This collection of 36 images from NASA’s Hubble Space Telescope features galaxies that are all hosts to both Cepheid variables and supernovae. These two celestial phenomena are both crucial tools used by astronomers to determine astronomical distance, and have been used to refine our measurement of the Hubble constant, the expansion rate of the universe. SCIENCE: NASA, ESA, Adam G. Riess (STScI, JHU)

That doesn’t mean the work is done though. By the 2000s, the estimate for the Hubble constant was fairly accurate, at 72 kilometers per second per megaparsec, but this had an error of plus or minus 8. Since then, this figure has been refined more and more, with a recent finding of 74.03 in 2019.

However, there’s a kink in this explanation. The expansion rate as measured by Hubble and other telescopes does not agree with the rate predicted by data from the earliest stages of the universe. So researchers used Hubble data in a project called SHOES which used both variable stars called Cepheids and Type Ia supernovae as mile markers to measure distances, in order to get the most precise measurement yet of the Hubble constant.

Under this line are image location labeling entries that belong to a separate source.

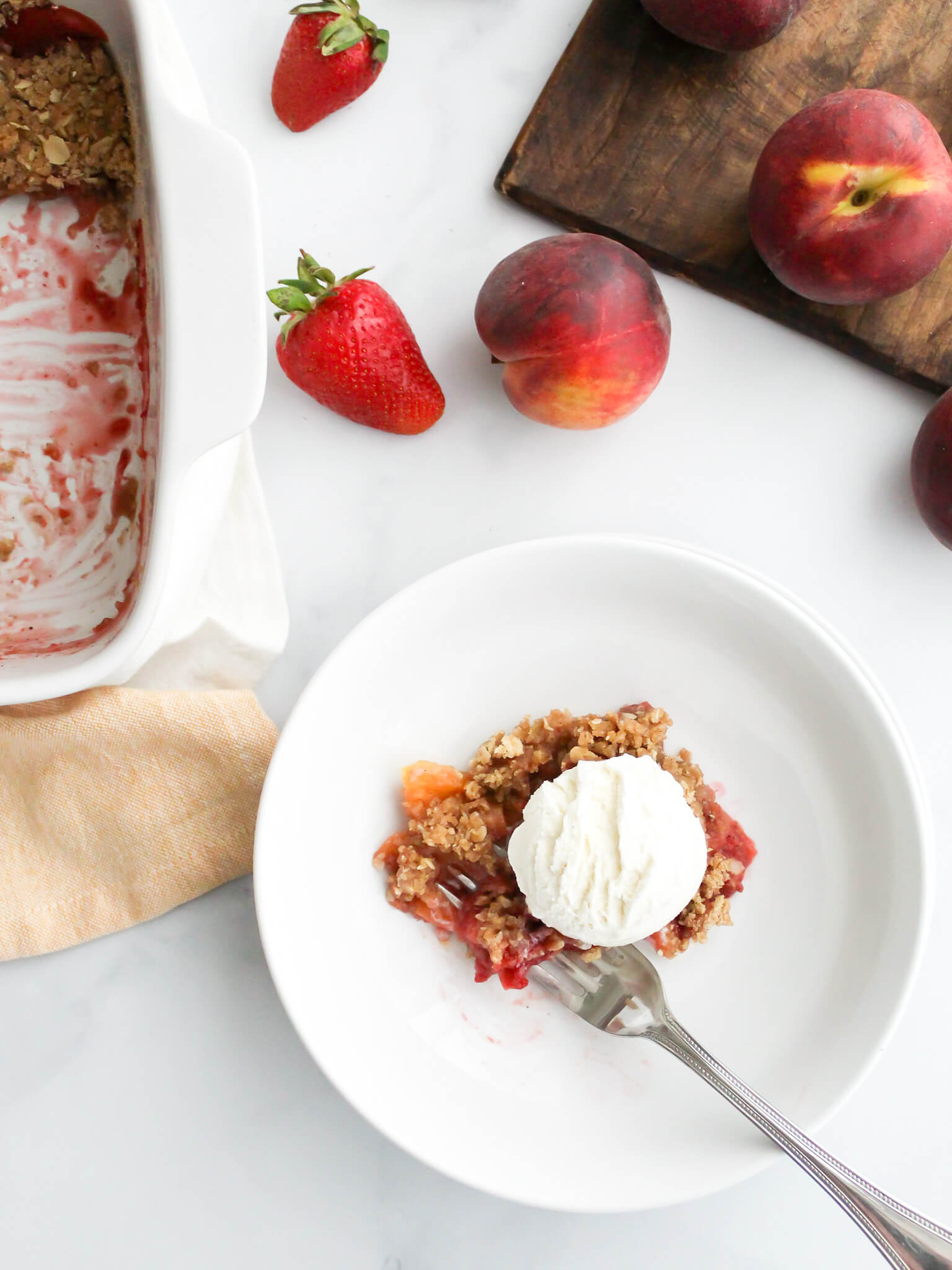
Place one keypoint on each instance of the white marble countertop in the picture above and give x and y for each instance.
(157, 1110)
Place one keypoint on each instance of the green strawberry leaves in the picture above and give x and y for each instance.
(348, 29)
(300, 296)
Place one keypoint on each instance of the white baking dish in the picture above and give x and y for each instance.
(206, 316)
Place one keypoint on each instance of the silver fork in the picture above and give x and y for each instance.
(622, 995)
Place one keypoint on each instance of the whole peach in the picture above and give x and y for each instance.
(725, 25)
(852, 198)
(582, 327)
(932, 469)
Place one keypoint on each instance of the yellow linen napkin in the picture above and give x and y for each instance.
(117, 804)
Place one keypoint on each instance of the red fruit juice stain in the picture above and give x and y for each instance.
(75, 463)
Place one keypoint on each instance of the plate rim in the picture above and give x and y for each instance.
(845, 653)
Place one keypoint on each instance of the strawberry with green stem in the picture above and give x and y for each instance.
(347, 345)
(332, 55)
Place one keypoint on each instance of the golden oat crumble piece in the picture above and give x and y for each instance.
(467, 828)
(64, 122)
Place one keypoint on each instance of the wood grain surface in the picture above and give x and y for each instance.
(653, 141)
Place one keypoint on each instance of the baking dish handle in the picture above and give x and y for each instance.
(214, 315)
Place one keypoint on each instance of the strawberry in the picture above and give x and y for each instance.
(330, 56)
(350, 347)
(35, 31)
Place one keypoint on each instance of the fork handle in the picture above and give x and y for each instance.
(906, 1238)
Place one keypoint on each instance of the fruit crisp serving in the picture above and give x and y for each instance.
(76, 432)
(461, 822)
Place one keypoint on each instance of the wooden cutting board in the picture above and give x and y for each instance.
(653, 141)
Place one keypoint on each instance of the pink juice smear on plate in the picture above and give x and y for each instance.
(74, 403)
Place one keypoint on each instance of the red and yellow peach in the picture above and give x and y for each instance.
(582, 327)
(932, 469)
(852, 198)
(725, 25)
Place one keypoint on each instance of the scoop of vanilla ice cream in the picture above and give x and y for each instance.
(610, 851)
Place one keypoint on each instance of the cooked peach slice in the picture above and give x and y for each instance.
(426, 784)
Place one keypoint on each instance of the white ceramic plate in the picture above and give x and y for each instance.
(506, 1090)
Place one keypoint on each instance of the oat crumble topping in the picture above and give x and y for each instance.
(461, 822)
(64, 122)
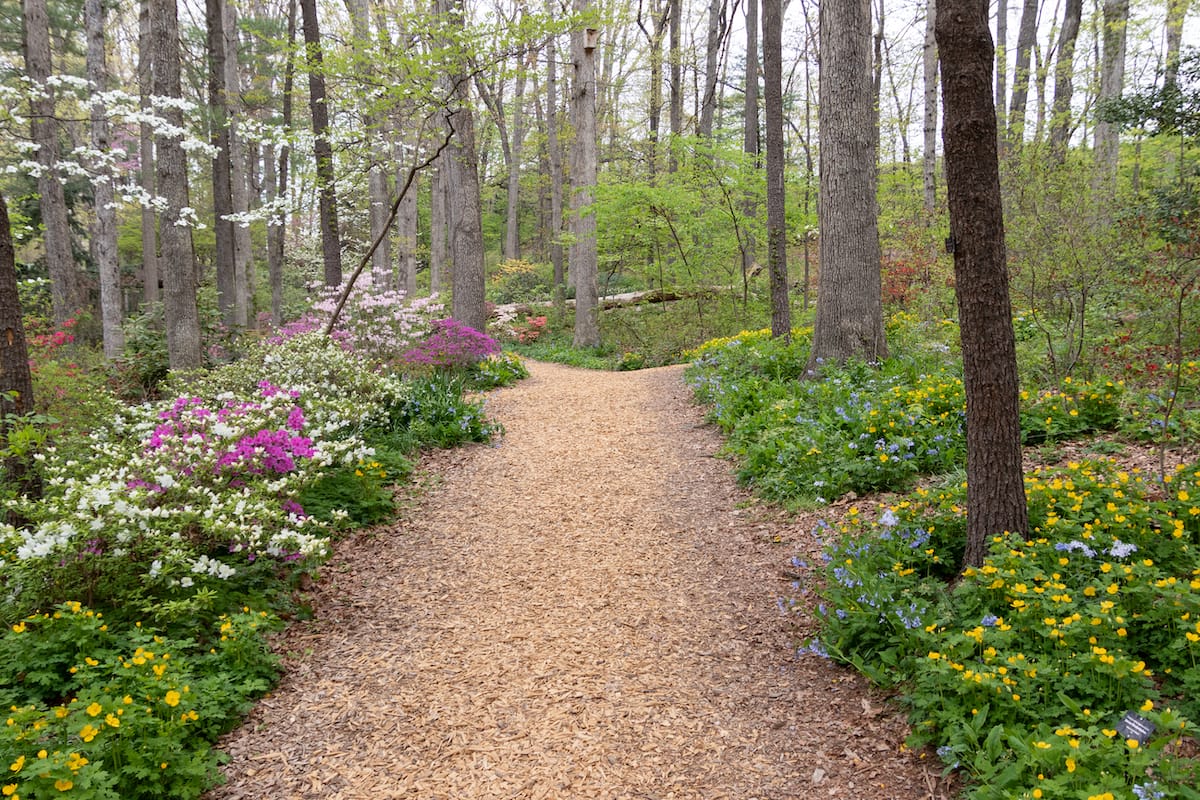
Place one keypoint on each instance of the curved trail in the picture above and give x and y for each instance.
(579, 612)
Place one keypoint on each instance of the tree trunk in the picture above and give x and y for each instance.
(222, 191)
(513, 209)
(438, 228)
(556, 169)
(406, 239)
(16, 382)
(1176, 12)
(1025, 40)
(750, 127)
(45, 130)
(145, 161)
(1001, 98)
(1116, 16)
(654, 37)
(717, 29)
(466, 223)
(850, 311)
(183, 320)
(583, 180)
(675, 54)
(239, 187)
(929, 167)
(378, 196)
(323, 152)
(777, 220)
(275, 224)
(995, 481)
(103, 227)
(1063, 80)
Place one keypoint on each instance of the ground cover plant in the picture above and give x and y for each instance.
(141, 583)
(1020, 673)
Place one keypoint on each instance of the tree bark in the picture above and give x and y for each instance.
(103, 227)
(145, 161)
(16, 382)
(1063, 80)
(323, 151)
(750, 134)
(239, 181)
(222, 190)
(406, 239)
(1001, 97)
(675, 55)
(777, 218)
(850, 310)
(1116, 16)
(1025, 40)
(718, 25)
(466, 223)
(583, 180)
(995, 481)
(438, 228)
(45, 130)
(929, 167)
(1176, 12)
(183, 320)
(556, 168)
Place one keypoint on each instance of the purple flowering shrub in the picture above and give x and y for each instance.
(451, 346)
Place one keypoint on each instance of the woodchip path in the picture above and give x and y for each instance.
(577, 611)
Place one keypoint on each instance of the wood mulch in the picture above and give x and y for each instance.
(586, 608)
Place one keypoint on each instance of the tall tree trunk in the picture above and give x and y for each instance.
(275, 224)
(59, 260)
(929, 167)
(660, 16)
(1176, 12)
(1063, 80)
(1116, 17)
(378, 196)
(513, 209)
(850, 311)
(145, 161)
(718, 25)
(777, 220)
(406, 239)
(239, 180)
(16, 380)
(1001, 98)
(675, 54)
(466, 223)
(583, 179)
(103, 227)
(1025, 40)
(323, 151)
(995, 481)
(183, 320)
(439, 227)
(750, 134)
(556, 169)
(222, 190)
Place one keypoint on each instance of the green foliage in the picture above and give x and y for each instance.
(859, 428)
(520, 281)
(498, 370)
(106, 711)
(1023, 669)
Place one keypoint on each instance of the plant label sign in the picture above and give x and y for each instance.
(1135, 727)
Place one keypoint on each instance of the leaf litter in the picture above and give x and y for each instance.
(586, 608)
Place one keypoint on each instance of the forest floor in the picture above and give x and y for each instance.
(586, 608)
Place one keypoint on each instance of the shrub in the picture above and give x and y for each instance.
(1021, 673)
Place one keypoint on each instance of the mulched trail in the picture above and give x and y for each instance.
(586, 608)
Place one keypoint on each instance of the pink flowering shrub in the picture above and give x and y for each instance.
(450, 346)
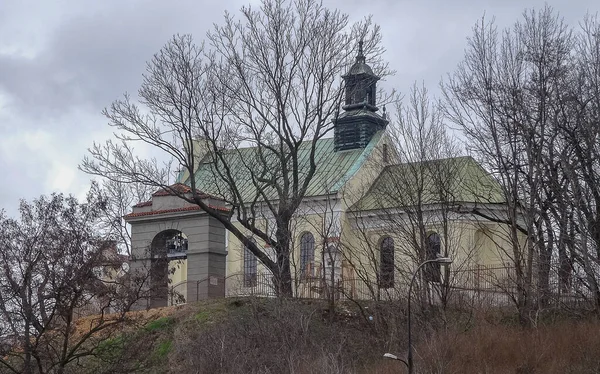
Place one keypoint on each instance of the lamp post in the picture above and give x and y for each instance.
(409, 362)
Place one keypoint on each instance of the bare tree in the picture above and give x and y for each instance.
(507, 96)
(269, 81)
(54, 265)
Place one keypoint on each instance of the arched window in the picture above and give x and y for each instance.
(434, 244)
(307, 255)
(250, 267)
(386, 157)
(386, 263)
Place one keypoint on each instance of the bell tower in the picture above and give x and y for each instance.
(355, 127)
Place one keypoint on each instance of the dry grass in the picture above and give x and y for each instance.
(270, 336)
(561, 347)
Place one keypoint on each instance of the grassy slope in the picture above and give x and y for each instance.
(272, 336)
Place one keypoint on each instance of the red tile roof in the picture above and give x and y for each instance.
(143, 204)
(184, 209)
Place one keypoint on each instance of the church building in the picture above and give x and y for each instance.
(367, 219)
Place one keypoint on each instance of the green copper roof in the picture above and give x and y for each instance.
(453, 180)
(333, 170)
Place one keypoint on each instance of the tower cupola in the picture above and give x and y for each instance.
(356, 125)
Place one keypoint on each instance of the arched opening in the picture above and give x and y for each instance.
(168, 245)
(333, 263)
(307, 255)
(433, 248)
(386, 263)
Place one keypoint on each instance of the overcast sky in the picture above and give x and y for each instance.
(63, 61)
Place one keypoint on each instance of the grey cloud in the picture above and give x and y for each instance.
(62, 62)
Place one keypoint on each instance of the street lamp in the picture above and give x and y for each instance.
(409, 364)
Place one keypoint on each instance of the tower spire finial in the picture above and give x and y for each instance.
(360, 58)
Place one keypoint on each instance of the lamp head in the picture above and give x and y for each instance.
(444, 260)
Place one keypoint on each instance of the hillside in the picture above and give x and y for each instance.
(275, 336)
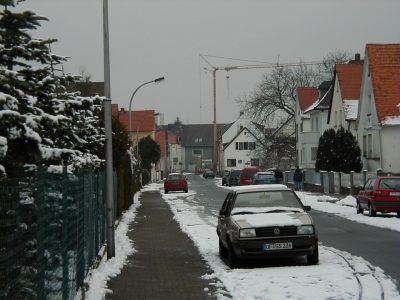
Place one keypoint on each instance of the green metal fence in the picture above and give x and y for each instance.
(51, 229)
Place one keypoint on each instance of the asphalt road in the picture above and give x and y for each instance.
(379, 246)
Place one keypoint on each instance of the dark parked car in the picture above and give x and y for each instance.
(265, 221)
(209, 174)
(225, 177)
(263, 178)
(234, 177)
(175, 182)
(381, 194)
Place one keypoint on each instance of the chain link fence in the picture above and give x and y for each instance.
(51, 230)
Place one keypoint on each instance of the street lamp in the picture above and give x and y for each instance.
(137, 131)
(161, 79)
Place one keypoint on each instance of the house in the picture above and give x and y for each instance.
(343, 106)
(311, 121)
(281, 146)
(239, 143)
(378, 122)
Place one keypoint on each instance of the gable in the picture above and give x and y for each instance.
(384, 69)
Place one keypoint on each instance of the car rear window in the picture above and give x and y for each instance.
(175, 177)
(267, 199)
(265, 176)
(390, 183)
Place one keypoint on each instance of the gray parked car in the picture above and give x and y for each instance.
(265, 221)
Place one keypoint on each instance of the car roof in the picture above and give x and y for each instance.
(260, 188)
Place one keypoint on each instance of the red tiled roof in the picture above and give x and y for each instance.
(384, 67)
(349, 76)
(138, 116)
(307, 96)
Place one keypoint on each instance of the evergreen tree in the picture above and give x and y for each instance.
(338, 151)
(39, 122)
(326, 152)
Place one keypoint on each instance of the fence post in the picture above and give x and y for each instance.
(331, 182)
(352, 183)
(40, 231)
(64, 248)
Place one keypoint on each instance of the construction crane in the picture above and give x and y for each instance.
(214, 70)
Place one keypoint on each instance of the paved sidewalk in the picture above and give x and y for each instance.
(167, 265)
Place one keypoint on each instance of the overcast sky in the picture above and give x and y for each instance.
(155, 38)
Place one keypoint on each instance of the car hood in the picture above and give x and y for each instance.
(272, 219)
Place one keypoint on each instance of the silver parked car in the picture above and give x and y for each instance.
(265, 221)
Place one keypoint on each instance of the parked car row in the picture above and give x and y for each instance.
(247, 176)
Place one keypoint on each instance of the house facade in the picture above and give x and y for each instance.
(343, 106)
(378, 122)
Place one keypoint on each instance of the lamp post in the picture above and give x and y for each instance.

“This is what the Hubble Space Telescope was built to do, using the best techniques we know to do it. This is likely Hubble’s magnum opus, because it would take another 30 years of Hubble’s life to even double this sample size,” said Adam Riess, lead author of the study, in a statement. “You are getting the most precise measure of the expansion rate for the universe from the gold standard of telescopes and cosmic mile markers.”

Riess’s team looked at 42 supernova explosions, which act as distance markers, and were able to hone in on a figure of 73.04 for the Hubble constant, with an uncertainty of just 1.04. That is eight times more precise than Hubble was expected to be able to produce when it was launched.

However, even at this accuracy, there is still a discrepancy between this number and that predicted by data from the earliest universe, which is measured by looking at the cosmic microwave background. These results predict that the Hubble constant should be around 67.

So the mystery remains, and astronomers don’t have an explanation for why these numbers differ. The discrepancy could point to a whole new type of physics we have yet to learn about.

For now, though, the number for the Hubble constant as measured by looking at today’s universe is as accurate as it is likely to get.

“The Hubble constant is a very special number,” said cosmologist Licia Verde in the statement. “It can be used to thread a needle from the past to the present for an end-to-end test of our understanding of the universe. This took a phenomenal amount of detailed work.”

The research will be published in The Astrophysical Journal.